И, сбросив верхнюю одежду, стремительно бросился в комнату отца.

– Он в кабинете, – тихо окликнула его девочка, заставив молодого человека замереть на месте и резко повернуться к ней. Ошарашен и изумлен, даже рот приоткрыт от удивления.

– То есть как – в кабинете?! – возмущенно воскликнул он. – Он же болеет, ты сама сказала…

Даша покачала головой, устало закрыла глаза и пояснила:

– Он отказался покидать кабинет, как мы ни настаивали, – вздохнула Даша и с горечью добавила: – Мы постелили ему на диване.

Долгий взгляд превратившихся в льдинки серых глаз, озлобленный и какой-то… угрожающий, мог бы вынудить ее испугаться или хотя бы вздрогнуть, но девочка даже не шелохнулась. Прямо и (вызывающе?!) посмотрев на Антона, она встретила его угрозу с горящей в глазах уверенностью и заявила:

– Может быть, тебе удастся уговорить его перебраться в постель.

Вересов-младший резко кивнул и, простояв еще несколько секунд, рассматривая застывшую рядом с ним гордую девочку с вызывающе прямолинейным взглядом глаз цвета агата, решительно двинулся к отцу.

Что он хотел увидеть, когда первым же рейсом вылетал в Москву?! Он вообще о чем-нибудь думал в тот момент? Нет. Все его мысли были заняты словами этой девчонки. Отцу плохо, ему очень плохо… Черт побери! Неужели, действительно, так серьезно?! Ведь эта девочка… Даша, она бы не позвонила ему, если бы дела обстояли иначе. Слишком гордая для этого. Значит, что-то очень важное?..

Он так и не смог заснуть после ее звонка. Сбросив с себя руку посапывающей рядом в такт дыханию Стефани, он стремительно поднялся и вышел на балкон, наспех надев спортивные штаны и футболку. Мороз ударил в лицо, обдавая лондонской зимой каждую клеточку тела. Сердце забилось быстрее и отчетливее.

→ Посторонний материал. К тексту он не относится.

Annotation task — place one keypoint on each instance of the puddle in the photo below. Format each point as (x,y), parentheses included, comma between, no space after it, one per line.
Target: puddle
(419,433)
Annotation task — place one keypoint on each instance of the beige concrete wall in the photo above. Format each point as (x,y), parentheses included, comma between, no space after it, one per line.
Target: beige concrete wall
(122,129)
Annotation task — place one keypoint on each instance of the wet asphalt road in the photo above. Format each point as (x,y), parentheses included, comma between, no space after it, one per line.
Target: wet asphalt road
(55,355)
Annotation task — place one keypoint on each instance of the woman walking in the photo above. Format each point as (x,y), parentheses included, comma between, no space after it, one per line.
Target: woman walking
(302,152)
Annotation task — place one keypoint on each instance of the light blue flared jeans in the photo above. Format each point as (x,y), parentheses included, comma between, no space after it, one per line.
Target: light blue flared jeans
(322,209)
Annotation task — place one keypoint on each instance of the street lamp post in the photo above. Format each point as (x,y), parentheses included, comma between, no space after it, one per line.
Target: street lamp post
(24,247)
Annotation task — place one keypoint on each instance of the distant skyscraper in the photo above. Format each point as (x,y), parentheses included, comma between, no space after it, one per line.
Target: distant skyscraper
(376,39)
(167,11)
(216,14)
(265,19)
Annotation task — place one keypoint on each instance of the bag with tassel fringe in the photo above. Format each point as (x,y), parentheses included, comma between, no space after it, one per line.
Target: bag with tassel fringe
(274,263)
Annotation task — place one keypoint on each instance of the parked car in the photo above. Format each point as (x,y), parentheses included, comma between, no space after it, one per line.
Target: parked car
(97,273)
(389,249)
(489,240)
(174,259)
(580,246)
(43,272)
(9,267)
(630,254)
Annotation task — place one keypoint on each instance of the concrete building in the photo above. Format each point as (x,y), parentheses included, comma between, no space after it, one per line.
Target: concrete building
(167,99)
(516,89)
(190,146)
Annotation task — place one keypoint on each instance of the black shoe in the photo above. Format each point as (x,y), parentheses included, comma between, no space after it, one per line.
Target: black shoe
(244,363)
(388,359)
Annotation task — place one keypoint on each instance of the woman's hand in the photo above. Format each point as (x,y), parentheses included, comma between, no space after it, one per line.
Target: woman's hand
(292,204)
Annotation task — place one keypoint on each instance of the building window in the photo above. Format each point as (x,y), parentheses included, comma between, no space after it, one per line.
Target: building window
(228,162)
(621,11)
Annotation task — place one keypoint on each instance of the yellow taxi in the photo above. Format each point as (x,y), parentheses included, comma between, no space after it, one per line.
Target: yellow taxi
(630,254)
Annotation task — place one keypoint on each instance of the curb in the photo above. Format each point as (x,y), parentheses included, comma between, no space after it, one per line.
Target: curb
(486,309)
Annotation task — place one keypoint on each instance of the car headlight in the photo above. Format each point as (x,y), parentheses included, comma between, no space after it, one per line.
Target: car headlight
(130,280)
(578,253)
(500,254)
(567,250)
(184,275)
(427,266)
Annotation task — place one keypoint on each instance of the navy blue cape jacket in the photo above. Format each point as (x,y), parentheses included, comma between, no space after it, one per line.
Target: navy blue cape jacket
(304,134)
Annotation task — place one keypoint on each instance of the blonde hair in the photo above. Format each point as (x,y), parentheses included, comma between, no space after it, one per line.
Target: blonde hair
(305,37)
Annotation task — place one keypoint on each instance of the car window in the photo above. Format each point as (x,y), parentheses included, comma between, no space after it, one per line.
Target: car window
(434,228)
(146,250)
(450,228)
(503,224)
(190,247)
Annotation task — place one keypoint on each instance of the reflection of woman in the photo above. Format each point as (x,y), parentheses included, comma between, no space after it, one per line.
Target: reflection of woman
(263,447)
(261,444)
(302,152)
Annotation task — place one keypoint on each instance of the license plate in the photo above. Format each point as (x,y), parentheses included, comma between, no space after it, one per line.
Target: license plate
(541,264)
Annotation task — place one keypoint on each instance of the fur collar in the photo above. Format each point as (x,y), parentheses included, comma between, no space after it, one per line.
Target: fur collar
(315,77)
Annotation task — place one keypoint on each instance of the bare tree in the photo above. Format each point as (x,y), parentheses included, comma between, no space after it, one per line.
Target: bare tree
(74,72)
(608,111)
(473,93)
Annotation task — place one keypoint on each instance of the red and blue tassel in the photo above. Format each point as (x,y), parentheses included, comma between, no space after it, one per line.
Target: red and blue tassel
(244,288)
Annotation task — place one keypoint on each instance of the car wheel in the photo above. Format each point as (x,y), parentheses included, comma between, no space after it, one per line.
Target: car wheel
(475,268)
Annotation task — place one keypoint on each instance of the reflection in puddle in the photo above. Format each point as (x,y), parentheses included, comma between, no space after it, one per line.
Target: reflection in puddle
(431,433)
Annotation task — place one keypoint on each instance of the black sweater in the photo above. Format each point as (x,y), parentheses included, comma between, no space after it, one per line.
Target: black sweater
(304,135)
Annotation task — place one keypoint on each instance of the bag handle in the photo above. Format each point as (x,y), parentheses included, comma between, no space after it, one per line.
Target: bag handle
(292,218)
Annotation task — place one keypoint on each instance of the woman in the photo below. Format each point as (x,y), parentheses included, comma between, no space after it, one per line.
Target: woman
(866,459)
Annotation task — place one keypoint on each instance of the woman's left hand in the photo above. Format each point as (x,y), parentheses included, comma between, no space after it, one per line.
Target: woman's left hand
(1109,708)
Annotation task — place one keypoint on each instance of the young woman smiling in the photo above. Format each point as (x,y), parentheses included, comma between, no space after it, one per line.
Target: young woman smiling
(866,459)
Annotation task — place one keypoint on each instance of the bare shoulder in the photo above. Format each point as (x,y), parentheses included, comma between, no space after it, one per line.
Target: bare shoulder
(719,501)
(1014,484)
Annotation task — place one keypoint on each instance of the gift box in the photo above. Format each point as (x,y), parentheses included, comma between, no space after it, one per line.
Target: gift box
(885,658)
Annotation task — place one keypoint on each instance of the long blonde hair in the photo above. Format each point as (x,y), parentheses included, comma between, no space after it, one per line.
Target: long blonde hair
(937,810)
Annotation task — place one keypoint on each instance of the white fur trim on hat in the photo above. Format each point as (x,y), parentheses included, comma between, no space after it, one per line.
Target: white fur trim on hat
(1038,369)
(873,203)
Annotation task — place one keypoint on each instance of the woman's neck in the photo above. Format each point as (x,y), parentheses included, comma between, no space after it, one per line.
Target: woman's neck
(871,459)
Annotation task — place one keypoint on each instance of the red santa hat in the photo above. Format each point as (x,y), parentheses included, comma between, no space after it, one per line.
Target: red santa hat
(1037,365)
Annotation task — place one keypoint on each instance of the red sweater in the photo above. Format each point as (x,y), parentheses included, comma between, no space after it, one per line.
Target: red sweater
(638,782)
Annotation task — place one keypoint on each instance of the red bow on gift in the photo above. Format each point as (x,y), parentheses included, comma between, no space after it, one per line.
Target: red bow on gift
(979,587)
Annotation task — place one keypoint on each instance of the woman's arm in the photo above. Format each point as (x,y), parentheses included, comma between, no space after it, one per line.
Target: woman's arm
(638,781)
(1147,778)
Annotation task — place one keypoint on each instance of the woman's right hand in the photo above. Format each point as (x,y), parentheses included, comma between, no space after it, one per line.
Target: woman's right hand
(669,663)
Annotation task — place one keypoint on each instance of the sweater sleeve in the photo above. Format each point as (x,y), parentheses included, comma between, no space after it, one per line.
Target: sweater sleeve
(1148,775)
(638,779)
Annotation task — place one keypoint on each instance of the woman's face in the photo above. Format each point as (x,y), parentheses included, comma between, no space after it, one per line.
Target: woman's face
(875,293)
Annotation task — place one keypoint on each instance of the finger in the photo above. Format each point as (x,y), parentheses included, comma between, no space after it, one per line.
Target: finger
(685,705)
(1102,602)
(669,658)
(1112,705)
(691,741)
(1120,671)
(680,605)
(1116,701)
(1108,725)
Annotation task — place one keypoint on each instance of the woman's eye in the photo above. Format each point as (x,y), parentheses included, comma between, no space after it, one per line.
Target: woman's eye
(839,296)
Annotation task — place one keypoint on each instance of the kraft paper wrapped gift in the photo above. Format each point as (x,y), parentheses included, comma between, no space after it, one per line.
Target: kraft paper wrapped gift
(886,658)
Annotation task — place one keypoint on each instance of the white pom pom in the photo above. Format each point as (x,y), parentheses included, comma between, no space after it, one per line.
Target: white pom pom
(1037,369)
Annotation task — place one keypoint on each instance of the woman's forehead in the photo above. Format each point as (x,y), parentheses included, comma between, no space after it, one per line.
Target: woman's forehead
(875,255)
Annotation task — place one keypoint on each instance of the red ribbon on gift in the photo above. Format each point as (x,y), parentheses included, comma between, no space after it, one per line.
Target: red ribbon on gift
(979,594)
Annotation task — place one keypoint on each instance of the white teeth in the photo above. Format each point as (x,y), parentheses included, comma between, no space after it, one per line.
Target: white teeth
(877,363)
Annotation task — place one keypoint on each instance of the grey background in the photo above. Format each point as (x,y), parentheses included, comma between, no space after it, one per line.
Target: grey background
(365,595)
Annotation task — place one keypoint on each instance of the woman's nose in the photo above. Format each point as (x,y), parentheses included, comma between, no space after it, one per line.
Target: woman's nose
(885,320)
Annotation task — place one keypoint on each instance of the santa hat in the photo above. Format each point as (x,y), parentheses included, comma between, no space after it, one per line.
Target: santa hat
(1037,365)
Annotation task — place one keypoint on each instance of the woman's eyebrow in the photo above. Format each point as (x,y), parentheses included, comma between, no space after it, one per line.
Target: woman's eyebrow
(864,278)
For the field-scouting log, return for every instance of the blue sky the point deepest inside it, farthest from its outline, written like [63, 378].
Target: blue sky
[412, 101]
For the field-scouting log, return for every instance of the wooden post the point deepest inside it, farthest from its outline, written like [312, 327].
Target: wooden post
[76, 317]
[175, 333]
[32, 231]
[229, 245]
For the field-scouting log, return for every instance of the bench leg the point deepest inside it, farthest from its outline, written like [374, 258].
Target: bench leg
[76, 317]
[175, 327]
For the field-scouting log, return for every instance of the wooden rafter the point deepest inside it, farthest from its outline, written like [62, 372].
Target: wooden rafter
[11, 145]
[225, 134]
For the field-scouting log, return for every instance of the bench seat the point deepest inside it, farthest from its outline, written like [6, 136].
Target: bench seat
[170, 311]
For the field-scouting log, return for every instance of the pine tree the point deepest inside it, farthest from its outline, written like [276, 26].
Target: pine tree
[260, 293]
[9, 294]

Что-то важное произошло там, в Москве. С отцом. И ему нужно срочно лететь домой. Сейчас, немедленно, пока не стало слишком поздно. Руки отчего-то затряслись, как-то сильно и неестественно для него задрожали, все тело вмиг задрожало, словно парализованное спазмами крупной дрожи. Ему хотелось бы винить во всем мороз, но лондонский январь был не таким и холодным, к каким он привык.

Нужно лететь домой. Немедленно. Прямо сейчас.

Бросился к телефону. Ближайший рейс до Москвы был объявлен на шесть утра, и Антон, чертыхаясь в голос, заказал билет. Собрал необходимые вещи в дорожную сумку и, не разбудив Стефани, ушел, оставив девушке записку с объяснением. Стоило лишь надеяться, что по его возвращению она не закатит истерику.

Что он ожидал увидеть дома, когда сидел в самолете с единственной мыслью в голове: с отцом приключилась беда?! Что ожидал увидеть, когда брал такси и мчался по утренним улицам Москвы, вглядываясь в белесую дымку?! Что он ожидал увидеть в той комнате, куда направила его эта девчонка?!

Что угодно. Но только не то, что он там увидел.

Он не узнал его. И дело было даже не в болезни, о которой ему пока ничего не было известно. Что-то еще, совсем иное, неправильное витало в воздухе отцова кабинета. И это пугало, заставляя сердце бешено биться в груди.